Last week, 2 drives in a RAID 5 scenario went down, lost the array. We replaced the drives, recreated the array, and followed Symantec document TECH87893 to recover the server, followed the document to the letter.
At the point of rebooting after restoring the system partition, system state, and shadow copy components, the server blue screened with a stop code of x07b. We followed the procedure another 2 times, changing the raid driver once, and changing the partition size once. Again, the server blue screend with the same stop code, no driver information given.
I opened a ticket with Symantec support, who basically told me I was doing everything correct and I should call Microsoft to see if they can help. I opened a ticket with Microsoft who for 4 hours attempted to change registry settings to disable services and devices from booting up, with no success. Microsoft's response was that in most cases such as these, it is best to build the server from scratch and basically deploy a new active directory box.
At this point, I had reinstalled the SBS server 4 times, talked to support for a total of 7 hours, and the client had been down for 3 days. My choices were limited to one, rebuild the server, restore data, take server on site, and eat crow with the client. 2 techs spent most of the day onsite joining 8 workstations to new domain, copying profiles, and rebuilding scripts and security. There were 2 things that were in our favor, the data was recoverable, and there were only 8 workstations.
But what if this was not the case? What if there were 30 workstations, remote users, what if Exchange was configured in a way that users did not have a local OST to export out and reimport? We have many small business clients, with different versions of SBS and different versions of BE attempting to prevent scenarios such as these. These clients look to us for advise on how to quickly recover from these failures and provide a comfort level that we can protect them from a lengthy downtime. We are now faced with a huge dilema, have we been advising our clients incorrectly?

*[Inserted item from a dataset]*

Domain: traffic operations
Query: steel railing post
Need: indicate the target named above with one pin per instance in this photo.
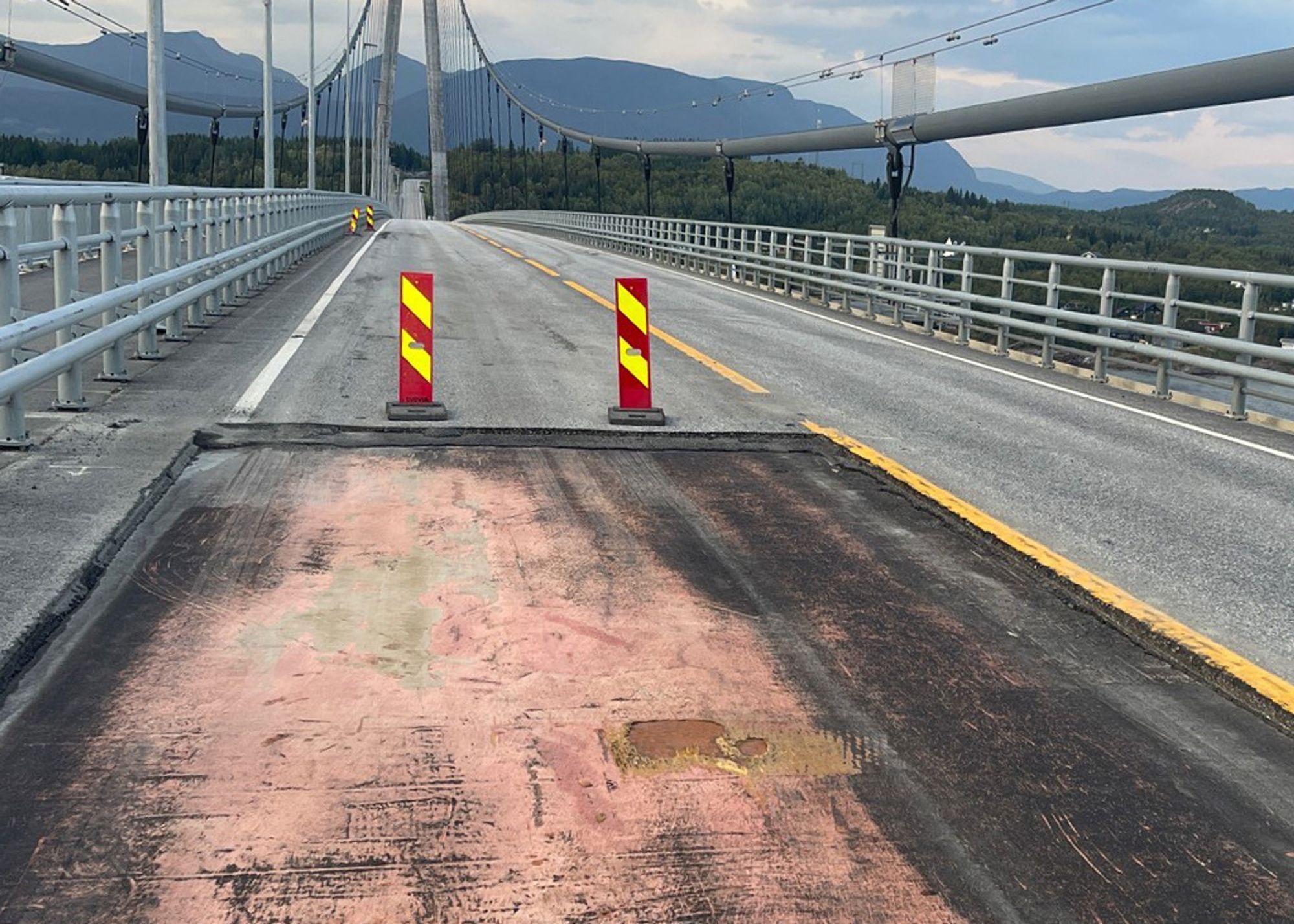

We have read the documentation on different backup product solutions from Symantec, and deployed based on 30 years of experience in the industry. Yet, in all this time, I have never read a document that says "This is how you should back up your particular environment so you can recover in your acceptable time frame". I know this is a reach, but is there a backup guru out there, somewhere in Symantec land, that can give us some sort of direction as to whether we are doing this right or wrong? We believe that if change is needed, we will deploy the change at our clients' sites.
Thanks for letting me vent, I'd appreciate any comments.